Merck asks judge to throw out wrongful death suit
ASHLAND, Ala. — Lawyers for Merck & Co. asked a judge Tuesday to throw out a wrongful death lawsuit, contending the woman who said the pain reliever Vioxx caused her husband’s death lied and committed fraud against the court.
Seeking to shelve the first Vioxx suit set for trial, Merck attorney Mike Brock said the medicine Cheryl Rogers claimed her husband, Brad, took did not even leave the company until six months after he died.
“Mrs. Rogers has asserted an impossibility,” Brock said.
But Rogers’ lawyers told Circuit Judge John Rochester they had expert medical testimony stating that Vioxx caused the death and that Cheryl Rogers and other family members will testify they saw her husband take Vioxx before he died.
“There is no question he was taking Vioxx,” said Jere Beasley, Rogers’ lawyer.
Rochester said he will rule by the end of the week.
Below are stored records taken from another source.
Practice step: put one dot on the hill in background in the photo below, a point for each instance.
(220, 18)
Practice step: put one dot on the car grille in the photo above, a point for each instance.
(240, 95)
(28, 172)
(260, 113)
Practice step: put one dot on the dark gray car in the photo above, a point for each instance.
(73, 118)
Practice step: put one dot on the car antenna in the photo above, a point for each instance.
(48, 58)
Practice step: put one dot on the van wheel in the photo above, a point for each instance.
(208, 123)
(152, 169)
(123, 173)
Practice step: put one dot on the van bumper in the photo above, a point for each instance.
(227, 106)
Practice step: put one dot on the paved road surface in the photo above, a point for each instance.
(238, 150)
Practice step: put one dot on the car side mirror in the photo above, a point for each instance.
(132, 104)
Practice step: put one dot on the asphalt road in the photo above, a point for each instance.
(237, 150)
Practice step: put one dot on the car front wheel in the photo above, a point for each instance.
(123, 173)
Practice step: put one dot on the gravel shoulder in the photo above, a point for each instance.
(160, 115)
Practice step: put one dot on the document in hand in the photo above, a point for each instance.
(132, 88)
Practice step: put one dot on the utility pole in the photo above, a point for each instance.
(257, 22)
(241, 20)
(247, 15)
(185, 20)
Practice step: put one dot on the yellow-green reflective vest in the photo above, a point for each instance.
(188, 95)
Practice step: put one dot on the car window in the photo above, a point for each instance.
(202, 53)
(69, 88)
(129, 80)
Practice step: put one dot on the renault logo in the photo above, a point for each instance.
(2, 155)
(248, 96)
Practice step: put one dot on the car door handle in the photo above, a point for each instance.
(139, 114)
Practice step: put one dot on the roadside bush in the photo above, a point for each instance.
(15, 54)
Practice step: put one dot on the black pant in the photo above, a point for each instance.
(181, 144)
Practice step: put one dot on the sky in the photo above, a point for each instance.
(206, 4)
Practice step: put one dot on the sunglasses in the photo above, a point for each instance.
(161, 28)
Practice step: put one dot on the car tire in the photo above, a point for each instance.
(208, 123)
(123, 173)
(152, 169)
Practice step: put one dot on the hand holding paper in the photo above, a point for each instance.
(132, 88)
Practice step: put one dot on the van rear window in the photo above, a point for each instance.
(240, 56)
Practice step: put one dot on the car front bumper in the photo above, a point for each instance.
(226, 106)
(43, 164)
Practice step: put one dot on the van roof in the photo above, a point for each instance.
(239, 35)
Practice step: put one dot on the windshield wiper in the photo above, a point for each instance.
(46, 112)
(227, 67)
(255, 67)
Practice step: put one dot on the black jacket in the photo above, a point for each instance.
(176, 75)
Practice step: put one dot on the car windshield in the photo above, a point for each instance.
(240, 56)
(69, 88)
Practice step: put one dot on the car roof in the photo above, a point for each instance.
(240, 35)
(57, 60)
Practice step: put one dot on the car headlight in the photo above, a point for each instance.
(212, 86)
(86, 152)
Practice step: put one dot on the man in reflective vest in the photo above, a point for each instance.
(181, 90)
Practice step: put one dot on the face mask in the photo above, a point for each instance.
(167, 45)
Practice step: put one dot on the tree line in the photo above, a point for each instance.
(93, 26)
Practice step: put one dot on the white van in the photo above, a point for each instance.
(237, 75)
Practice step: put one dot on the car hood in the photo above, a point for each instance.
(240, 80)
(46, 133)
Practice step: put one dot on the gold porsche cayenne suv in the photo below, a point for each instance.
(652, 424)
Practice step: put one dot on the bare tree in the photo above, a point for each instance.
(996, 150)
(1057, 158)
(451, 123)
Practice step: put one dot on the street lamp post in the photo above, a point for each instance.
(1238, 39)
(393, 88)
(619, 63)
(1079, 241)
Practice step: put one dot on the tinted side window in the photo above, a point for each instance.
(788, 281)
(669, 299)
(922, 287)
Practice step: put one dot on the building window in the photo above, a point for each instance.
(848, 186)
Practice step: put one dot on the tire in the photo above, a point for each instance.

He did not address other motions in the case, but did reiterate that a protective order keeps documents gathered during trial preparations confidential.
Merck pulled Vioxx off the market last September after a study showed it doubled the risk of heart attacks and strokes in patients taking the drug for more than 18 months. More than 2,400 lawsuits have been filed involving Vioxx. The Rogers case is first in line for a jury to hear.
Cheryl Rogers said that in August 2001 a doctor gave her 42-year-old husband Vioxx samples and he was taking them before he died the following month. But Merck said the sample boxes Rogers provided to the lawyers didn’t leave the company until six months after her husband died.
Brock also noted in court that the doctor has no record of giving Brad Rogers any samples, and the 96 pills his widow said were received exceeded the amount the physician typically offered.
But during the hearing, the judge commented to Brock that the Rogers’ lawyers might be able to establish through other means that her husband took Vioxx.
“I can’t judge the facts of the case,” Rochester said.